ARIZONA NEWS

Arizona becomes second state in the country to allow paid family care

Jul 26, 2021, 4:35 AM | Updated: 1:35 pm
(Pexels photos)...
(Pexels photos)
(Pexels photos)

PHOENIX — A new legislative move in Arizona works to address the ongoing nationwide nursing shortage while also helping the needs of families with medically fragile individuals.

Arizona has become the second state in the nation to allow parents to become paid certified nursing assistants for their own medically fragile children.

The law should be in full effect by 2022.

This not only comes as a wave of relief for these families but also helps the state’s Medicaid system, Arizona Health Care Cost Containment System Administration, and working nurses.

A majority of these families typically receive state-paid care with an allotment of hours per week that AHCCCS is expected to provide in-home nursing care.

“What happens is, these hours oftentimes don’t go staffed,” Fred Johnson, president and CEO of Team Select Home Care, said.

“Parents and children are authorized to receive maybe 40 hours a week or 120 hours a week, but they’re getting zero or a fraction of that.”

His company will now pay to have these families be formally trained as licensed nursing aids.

Johnson actively worked to legalize this kind of program in Colorado and now in Arizona, describing it as his life’s passion.

He says the reason these hours often go unstaffed is due to the growing nursing shortage in the country.

According to LinkedIn, registered nursing was the fifth-most in-demand job in the country as of February 2021.

“Nurses that we rely on to take care of these children can generally earn 20-, 30-, up to 50% more money by working in a hospital,” Johnson said.

Johnson emphasized it is a struggle to fill the demand for home care nurses and said an additional strain is put on families and the state when these roles go unfilled.

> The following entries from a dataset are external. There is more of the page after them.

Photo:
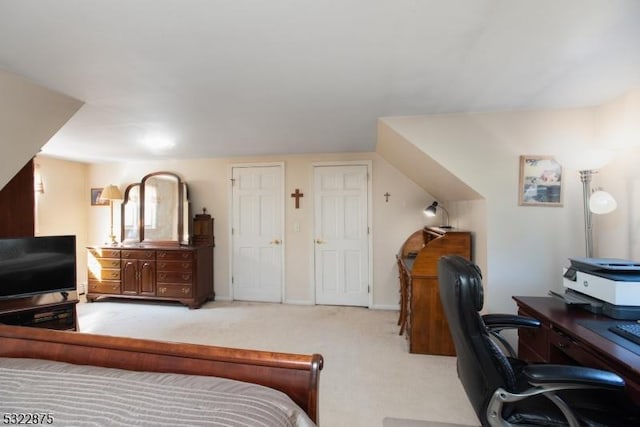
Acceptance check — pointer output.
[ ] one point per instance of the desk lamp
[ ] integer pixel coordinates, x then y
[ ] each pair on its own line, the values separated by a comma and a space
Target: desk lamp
431, 210
111, 193
597, 202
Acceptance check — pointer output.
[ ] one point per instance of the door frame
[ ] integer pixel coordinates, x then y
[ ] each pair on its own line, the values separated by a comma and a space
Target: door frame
369, 165
230, 168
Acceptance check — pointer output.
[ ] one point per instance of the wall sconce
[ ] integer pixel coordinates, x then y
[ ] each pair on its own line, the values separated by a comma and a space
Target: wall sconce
431, 210
38, 185
597, 202
111, 193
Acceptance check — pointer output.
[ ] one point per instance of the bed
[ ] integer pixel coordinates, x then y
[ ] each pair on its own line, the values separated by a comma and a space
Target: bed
117, 378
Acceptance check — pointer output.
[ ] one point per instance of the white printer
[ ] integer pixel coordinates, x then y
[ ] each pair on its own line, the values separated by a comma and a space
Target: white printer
605, 286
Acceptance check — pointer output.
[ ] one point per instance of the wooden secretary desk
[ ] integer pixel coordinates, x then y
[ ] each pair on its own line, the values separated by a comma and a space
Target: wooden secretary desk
422, 317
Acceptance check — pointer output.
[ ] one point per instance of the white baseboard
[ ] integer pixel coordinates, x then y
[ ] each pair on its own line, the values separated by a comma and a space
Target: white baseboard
385, 307
299, 302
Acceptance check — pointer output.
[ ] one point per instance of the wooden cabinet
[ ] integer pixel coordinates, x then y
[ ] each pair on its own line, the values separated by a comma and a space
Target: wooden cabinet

“When the care doesn’t get executed every day, and there’s nobody trained in the home clinically trained to perform these tasks, then these children wind up back in the hospital,” Johnson said.

He explained that emergency care is not only expensive but could cost lives after a global pandemic sparked concern over hospital bed availability.

Parents may also have financial and emotional strain due to needing to call out of work last minute when their child’s nurse does not show up because of staffing issues or when all the care needs are placed on one parent, which could create friction in the home.

Johnson said, oftentimes, these families also require government assistance in order to scrape by.

These families will now receive consistent care for their children along with a stable stream of income.

“This is kind of the first time in my career when I found like such a win-win,” Johnson said. “It’s something that saves money, drives better outcomes and makes the world a better place for these kids and families.”